I can’t tell her about Ava, not yet. The wound is too fresh, the betrayal too sharp. I’m not ready to see the pity or the anger in Gracie’s eyes—not towards Ava, and definitely not towards me for being fooled.

Gracie narrows her eyes, not quite buying it, but she lets it slide. For now. “Well, you’re home now, and you can rest. We’ll have plenty of time to catch up,” she says with a gentle nudge towards the worn-out couch in the corner of Chapter One.

It’s our couch, the one where we’ve spent countless hours debating over character arcs and plot twists in the latest fantasy series we’ve devoured. It’s also where I’ve crashed more times than I can count, finding peace in the quiet of the store after the cacophony of the road.

I nod, grateful for the reprieve and follow her, sinking into the cushions that hold memories of lazy afternoons and deep conversations. She sits beside me, close enough that our knees touch, but she doesn’t press further.

Instead, she starts telling me about the latest local gossip and the new books she’s got in stock, giving me the time I need to gather my scattered thoughts.

Gracie has always been my safe haven, the one person who I can be myself with. And right now, I just need to be Connor, the guy from the small town who loves to play guitar. Not Connor the rockstar whose girlfriend—no, ex-girlfriend—just tore his world apart by fucking his bandmate.

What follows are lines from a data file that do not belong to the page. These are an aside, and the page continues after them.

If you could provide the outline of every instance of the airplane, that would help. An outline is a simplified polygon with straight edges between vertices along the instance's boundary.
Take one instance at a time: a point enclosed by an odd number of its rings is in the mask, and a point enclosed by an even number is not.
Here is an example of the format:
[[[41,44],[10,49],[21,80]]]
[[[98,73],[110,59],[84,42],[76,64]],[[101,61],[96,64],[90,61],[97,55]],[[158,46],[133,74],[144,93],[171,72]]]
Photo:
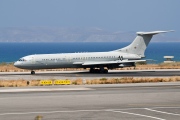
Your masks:
[[[170,31],[137,32],[134,41],[121,49],[107,52],[34,54],[20,58],[15,67],[31,70],[56,68],[90,68],[90,73],[108,73],[109,69],[135,67],[137,62],[145,62],[145,50],[153,37]]]

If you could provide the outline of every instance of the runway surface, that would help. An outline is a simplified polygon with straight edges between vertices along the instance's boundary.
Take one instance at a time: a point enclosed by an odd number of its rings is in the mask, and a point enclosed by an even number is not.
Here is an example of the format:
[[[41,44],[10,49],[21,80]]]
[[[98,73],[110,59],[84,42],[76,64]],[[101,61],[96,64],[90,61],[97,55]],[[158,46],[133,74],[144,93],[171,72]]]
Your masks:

I force a chuckle, reaching out to trace the spine of a book. “Maybe you can sell my biography someday,” I joke, trying to steer the conversation away from the shadows.

Gracie laughs, and the sound is like light piercing through the gloom. “Only if you promise to autograph every copy for me.”

“Only if you promise to keep a copy on every shelf,” I counter, and for a moment, things feel almost normal.

But I know the truth will have to come out, eventually. I can’t hide anything from Gracie, not really. I let myself pretend, just for a little while longer, that everything is okay. That I’m home not because my heart’s been ripped out, but because here, with Gracie in Chapter One, there’s no hiding.

Here I’m just Connor, and that’s all I’ve ever needed to be.